In a September 26 memo to President Stephen M. Curtis, the union requested information on topics including changes in the number of administrative staff, the number of administrators whose salaries fall into four different ranges, beginning at $80,000, and the total budget of the public relations campaign. In response, the two-year college's lawyer, Jill Weitz, who referred all comment to the college’s public relations coordinator Thursday, wrote, “The College is unable to understand the relevance of the requested information to any legal duty of the Federation. The College will not provide the requested information until the Federation establishes its relevance.”

In a subsequent memo, sent after one in which the union states its reasons for why their requests are relevant (“Without knowing this information, how can faculty and staff evaluate whether the salary and benefit packages offered are adequate or not?” union leaders wrote), Weitz maintained that the union “has no legal right to the information requested.”

But Weitz referred leaders to their copies of the 2006-7 budget, made available to the public, to find “the vast majority of this requested information.” An examination of this year’s budget in concert with those of years past would reveal detailed information about net new positions, administrative position changes and operating expenses, including information on administrative salaries, fringe benefit costs and legal costs, Weitz wrote in her November 28 memo.
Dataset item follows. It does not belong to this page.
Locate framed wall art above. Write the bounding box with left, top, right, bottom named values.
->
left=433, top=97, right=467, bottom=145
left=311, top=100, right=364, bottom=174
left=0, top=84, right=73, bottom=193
She also noted that the college has publicized its plans to spend $500,000 per year over the next three years to advertise its Path to Possibilities campaign. “In sum, it remains the College’s position that it has provided any information that the College has a legal obligation to provide,” Weitz wrote.

Braxton said that while the union does receive a copy of the budget each year, it contains generalities, not specifics. While the union is examining the budget to glean what information it can, he said it is difficult to get the sort of information they’re seeking from the document alone.

Yet, the college seems to be well within its rights, legal experts say. In 1996, the Pennsylvania State Supreme Court overruled a lower court, determining in Community College of Philadelphia v. Brown that community colleges in Pennsylvania are not subject to the state’s open record law because they do not classify as “agencies” as defined by the law -- because, the justices wrote, they do not provide an “essential service.”

“Commonwealth Court reasoned that in creating community colleges, the General Assembly sought to supply publicly funded education in locations not adequately served and has, thereby, declared that community colleges perform an essential function. We disagree,” the ruling reads.

“In sum, while the community colleges of Pennsylvania perform important educational services, we know of no authority which holds that their services are ‘essential.’ We hold, therefore, that community colleges are not subject to the Right to Know Act because they are not ‘agencies’ as that term is defined in the act.”

“The college is on solid ground here. They probably gave more than they had to, unfortunately,” said Robert Richards, a professor of law and journalism at Pennsylvania State University and vice president of the state’s newly formed Freedom of Information Coalition. Pennsylvania’s Right to Know act, added Robert Power, a professor of law at Widener University’s Harrisburg campus, is especially narrow in comparison to open record laws in other states.